If verification exposes a bug, re-run
/mem0-integrate on the same
goal + plan; do not hand-patch.
- Fixing broken tests. Failing unit tests are a signal that the
integration is wrong, not that the tests are wrong. The skill does
not "try a different test."
- Deep logical correctness. The E2E step proves "something the user
said earlier comes back later," which is a useful but shallow signal.
It does NOT prove the integration picks the right facts to store,
scopes
user_id correctly across real users, or handles conflict
resolution well. That's human review territory.
- Self-healing. This skill never modifies source files. The paired
/mem0-integrate skill in its default --heal mode consumes the
scorecard produced here and drives its own remediation loop.

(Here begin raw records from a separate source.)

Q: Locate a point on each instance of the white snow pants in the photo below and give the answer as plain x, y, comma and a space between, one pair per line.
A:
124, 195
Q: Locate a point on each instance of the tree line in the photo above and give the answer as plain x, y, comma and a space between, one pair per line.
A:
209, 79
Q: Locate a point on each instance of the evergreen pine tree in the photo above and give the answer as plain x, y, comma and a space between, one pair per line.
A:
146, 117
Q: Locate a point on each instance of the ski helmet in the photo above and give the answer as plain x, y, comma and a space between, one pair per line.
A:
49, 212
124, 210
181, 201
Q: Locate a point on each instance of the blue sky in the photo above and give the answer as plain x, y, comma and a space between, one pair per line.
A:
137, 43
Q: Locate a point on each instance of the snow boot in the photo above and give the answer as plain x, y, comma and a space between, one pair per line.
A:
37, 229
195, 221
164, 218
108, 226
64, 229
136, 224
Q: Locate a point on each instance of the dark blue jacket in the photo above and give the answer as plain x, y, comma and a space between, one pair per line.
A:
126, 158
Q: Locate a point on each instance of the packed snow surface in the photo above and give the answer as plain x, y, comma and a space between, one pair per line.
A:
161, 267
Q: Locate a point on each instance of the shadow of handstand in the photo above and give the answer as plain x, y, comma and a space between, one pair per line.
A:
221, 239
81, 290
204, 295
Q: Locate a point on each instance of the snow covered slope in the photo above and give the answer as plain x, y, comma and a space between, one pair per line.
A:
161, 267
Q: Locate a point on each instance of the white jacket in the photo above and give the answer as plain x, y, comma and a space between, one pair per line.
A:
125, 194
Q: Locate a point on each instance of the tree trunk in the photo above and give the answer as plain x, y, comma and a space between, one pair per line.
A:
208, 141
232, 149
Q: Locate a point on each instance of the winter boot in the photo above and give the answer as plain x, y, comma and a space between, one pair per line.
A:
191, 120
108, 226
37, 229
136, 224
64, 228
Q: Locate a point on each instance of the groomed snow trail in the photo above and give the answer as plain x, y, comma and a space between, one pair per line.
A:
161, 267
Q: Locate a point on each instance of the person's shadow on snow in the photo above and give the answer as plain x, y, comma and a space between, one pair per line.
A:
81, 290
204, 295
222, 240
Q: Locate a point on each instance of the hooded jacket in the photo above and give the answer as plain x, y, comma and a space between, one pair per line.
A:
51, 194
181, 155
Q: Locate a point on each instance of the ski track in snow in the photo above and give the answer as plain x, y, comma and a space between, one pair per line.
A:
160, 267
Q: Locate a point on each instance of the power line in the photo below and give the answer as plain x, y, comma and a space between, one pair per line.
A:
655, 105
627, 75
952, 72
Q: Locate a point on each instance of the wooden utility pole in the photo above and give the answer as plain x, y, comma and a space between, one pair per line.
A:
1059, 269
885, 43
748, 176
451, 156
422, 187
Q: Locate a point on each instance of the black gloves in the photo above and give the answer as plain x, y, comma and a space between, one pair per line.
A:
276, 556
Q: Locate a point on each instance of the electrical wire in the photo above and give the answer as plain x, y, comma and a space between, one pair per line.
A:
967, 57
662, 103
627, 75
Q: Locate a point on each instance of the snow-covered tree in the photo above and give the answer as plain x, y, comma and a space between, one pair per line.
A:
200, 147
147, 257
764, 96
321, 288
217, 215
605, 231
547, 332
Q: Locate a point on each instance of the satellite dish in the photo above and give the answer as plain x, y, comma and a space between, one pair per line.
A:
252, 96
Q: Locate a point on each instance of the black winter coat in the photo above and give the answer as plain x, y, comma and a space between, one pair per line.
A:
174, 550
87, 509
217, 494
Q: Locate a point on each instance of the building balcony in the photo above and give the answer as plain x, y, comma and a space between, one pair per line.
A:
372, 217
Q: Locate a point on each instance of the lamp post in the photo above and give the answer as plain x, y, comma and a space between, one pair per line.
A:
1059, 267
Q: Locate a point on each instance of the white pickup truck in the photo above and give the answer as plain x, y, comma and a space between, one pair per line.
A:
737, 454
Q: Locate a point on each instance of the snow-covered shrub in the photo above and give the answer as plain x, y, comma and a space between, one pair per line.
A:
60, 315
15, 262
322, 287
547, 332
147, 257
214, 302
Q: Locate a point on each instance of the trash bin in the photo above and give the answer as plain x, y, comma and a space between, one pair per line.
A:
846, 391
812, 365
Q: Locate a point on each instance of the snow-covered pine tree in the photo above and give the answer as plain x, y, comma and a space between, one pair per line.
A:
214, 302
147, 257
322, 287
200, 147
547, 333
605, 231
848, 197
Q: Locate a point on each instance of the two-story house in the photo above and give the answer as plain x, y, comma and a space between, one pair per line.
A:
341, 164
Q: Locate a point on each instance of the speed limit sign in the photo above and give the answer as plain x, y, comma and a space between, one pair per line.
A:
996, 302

Exit
code 7 (non-invasiveness violation) is the explicit signal the heal
loop must stop and surface to the user.
- Cross-branch comparisons. No
main baseline diffing. The
scorecard reflects this branch only.
- Running against production data. Every smoke test uses a disposable
random user_id and cleans up after. Never touches any other user's data.